HEATHER: Yeah, and what’s rarely talked about, too — it’s getting talked about now is it’s very hard to get off those drugs —
DAVID: Yeah.
HEATHER: — once you start, even being confronted with all this information. Just physically it’s hard to stop taking them.
LEE: David, I’d just really like to thank you for your time and for all your knowledge. It’s been incredible to talk to you and, you know, have some of your insight into, you know, our stories and so much more, and we’re hoping that you’ll join us for future podcasts and just work on more topics.

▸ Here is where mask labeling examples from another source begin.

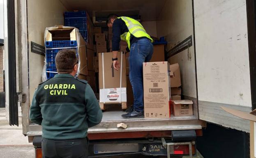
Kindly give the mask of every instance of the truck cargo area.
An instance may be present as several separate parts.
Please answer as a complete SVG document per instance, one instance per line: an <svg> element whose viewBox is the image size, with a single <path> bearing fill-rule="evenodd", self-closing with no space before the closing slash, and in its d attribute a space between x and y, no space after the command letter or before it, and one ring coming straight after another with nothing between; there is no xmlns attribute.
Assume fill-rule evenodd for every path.
<svg viewBox="0 0 256 158"><path fill-rule="evenodd" d="M29 80L27 83L29 88L27 89L28 101L22 103L23 114L28 113L34 89L42 81L41 73L44 64L44 56L32 52L31 42L44 46L44 34L46 27L64 25L65 11L85 10L96 27L105 27L107 29L105 22L107 16L115 13L139 20L151 36L164 37L167 41L166 60L171 64L178 63L180 65L182 98L191 100L194 103L193 115L172 115L167 119L125 119L121 117L125 113L123 110L107 109L103 112L101 123L89 129L89 133L199 129L205 126L205 122L198 119L194 45L187 46L188 50L185 48L175 48L179 44L192 44L194 40L191 37L194 34L192 1L132 1L133 2L130 2L128 4L125 0L27 0L28 44L30 46L28 57L23 57L29 59L29 70L24 71L23 74L27 71L29 77L23 77ZM182 11L181 8L185 9ZM175 49L176 52L171 54L170 51ZM23 134L29 136L40 135L41 127L31 124L28 114L23 116ZM125 129L117 128L117 124L120 123L127 124L128 127Z"/></svg>

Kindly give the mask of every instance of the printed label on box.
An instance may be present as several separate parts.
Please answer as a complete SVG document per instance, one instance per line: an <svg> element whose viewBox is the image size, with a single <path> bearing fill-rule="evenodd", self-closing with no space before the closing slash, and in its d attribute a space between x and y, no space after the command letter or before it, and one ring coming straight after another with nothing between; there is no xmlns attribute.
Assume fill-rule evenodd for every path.
<svg viewBox="0 0 256 158"><path fill-rule="evenodd" d="M99 102L126 102L126 88L114 88L99 89Z"/></svg>

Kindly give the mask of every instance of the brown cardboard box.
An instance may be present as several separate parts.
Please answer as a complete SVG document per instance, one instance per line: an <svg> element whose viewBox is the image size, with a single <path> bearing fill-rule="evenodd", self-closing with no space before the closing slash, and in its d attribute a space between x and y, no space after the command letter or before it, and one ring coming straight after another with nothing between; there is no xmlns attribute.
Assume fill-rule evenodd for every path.
<svg viewBox="0 0 256 158"><path fill-rule="evenodd" d="M171 87L171 95L181 95L181 89L179 87Z"/></svg>
<svg viewBox="0 0 256 158"><path fill-rule="evenodd" d="M256 110L251 112L241 111L221 107L227 112L241 119L250 121L250 153L251 158L256 158L256 144L255 137L256 136Z"/></svg>
<svg viewBox="0 0 256 158"><path fill-rule="evenodd" d="M181 100L181 96L180 95L175 95L171 96L172 101Z"/></svg>
<svg viewBox="0 0 256 158"><path fill-rule="evenodd" d="M126 77L127 83L127 105L131 106L133 104L134 98L133 93L132 92L132 87L131 85L130 82L129 76L127 76Z"/></svg>
<svg viewBox="0 0 256 158"><path fill-rule="evenodd" d="M108 48L112 48L112 40L108 40Z"/></svg>
<svg viewBox="0 0 256 158"><path fill-rule="evenodd" d="M93 66L93 58L94 57L94 51L92 49L87 48L86 49L87 55L87 65L88 71L94 71Z"/></svg>
<svg viewBox="0 0 256 158"><path fill-rule="evenodd" d="M96 92L96 78L95 76L95 71L88 71L88 75L83 75L80 74L78 76L78 78L85 80L88 82L93 91L95 92Z"/></svg>
<svg viewBox="0 0 256 158"><path fill-rule="evenodd" d="M98 54L98 53L97 53ZM99 72L99 56L94 57L94 69L95 72Z"/></svg>
<svg viewBox="0 0 256 158"><path fill-rule="evenodd" d="M130 52L127 53L125 54L126 75L129 75L129 55L130 55Z"/></svg>
<svg viewBox="0 0 256 158"><path fill-rule="evenodd" d="M112 52L99 53L99 101L100 103L126 102L125 55L121 55L120 52L118 53L118 58L120 59L119 62L121 65L118 71L112 66ZM103 63L103 59L104 59Z"/></svg>
<svg viewBox="0 0 256 158"><path fill-rule="evenodd" d="M112 28L108 28L108 35L111 34L111 35L113 34L112 32Z"/></svg>
<svg viewBox="0 0 256 158"><path fill-rule="evenodd" d="M87 17L90 16L87 14ZM87 36L88 37L88 41L86 43L87 48L93 49L93 24L90 18L87 18Z"/></svg>
<svg viewBox="0 0 256 158"><path fill-rule="evenodd" d="M170 65L171 71L171 87L178 87L181 86L180 72L179 64L176 63Z"/></svg>
<svg viewBox="0 0 256 158"><path fill-rule="evenodd" d="M120 41L120 46L128 46L127 42L125 41L121 40Z"/></svg>
<svg viewBox="0 0 256 158"><path fill-rule="evenodd" d="M154 51L150 62L162 62L164 60L164 45L154 45Z"/></svg>
<svg viewBox="0 0 256 158"><path fill-rule="evenodd" d="M102 42L106 41L105 34L95 34L95 41L97 42Z"/></svg>
<svg viewBox="0 0 256 158"><path fill-rule="evenodd" d="M193 115L193 102L189 100L173 101L171 111L175 116Z"/></svg>
<svg viewBox="0 0 256 158"><path fill-rule="evenodd" d="M93 50L94 52L96 52L97 51L97 49L96 48L96 45L95 44L93 45Z"/></svg>
<svg viewBox="0 0 256 158"><path fill-rule="evenodd" d="M169 69L169 63L167 62L143 63L145 118L170 117Z"/></svg>
<svg viewBox="0 0 256 158"><path fill-rule="evenodd" d="M106 52L107 42L106 41L96 42L96 50L97 53Z"/></svg>
<svg viewBox="0 0 256 158"><path fill-rule="evenodd" d="M93 27L93 35L95 34L101 34L101 27Z"/></svg>
<svg viewBox="0 0 256 158"><path fill-rule="evenodd" d="M86 53L86 43L83 38L79 33L78 29L72 27L58 26L48 27L45 32L45 41L54 40L79 41L78 46L79 56L80 58L80 72L85 75L88 73L87 56ZM78 36L79 35L79 36Z"/></svg>
<svg viewBox="0 0 256 158"><path fill-rule="evenodd" d="M120 46L120 51L124 51L127 48L127 46Z"/></svg>
<svg viewBox="0 0 256 158"><path fill-rule="evenodd" d="M105 34L106 37L107 37L107 38L108 38L108 31L103 31L103 33Z"/></svg>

DAVID: Well, Lee, you’ve talked about some of the things that I’ve been able to share with you but what people haven’t heard, at least in this bit of the podcast, is all the things you shared with me the last time we talked about sort of the lengths you had to go to get the truth out in the case of Charlie, for instance, and, you know, it’s been just as extraordinary as anything that I might have been involved in.
LEE: Well, thank you.
Thank you for joining us today on this episode of “Know Risks,” and remember, being your own expert is the best way to prevent yourself or your loved one from being harmed.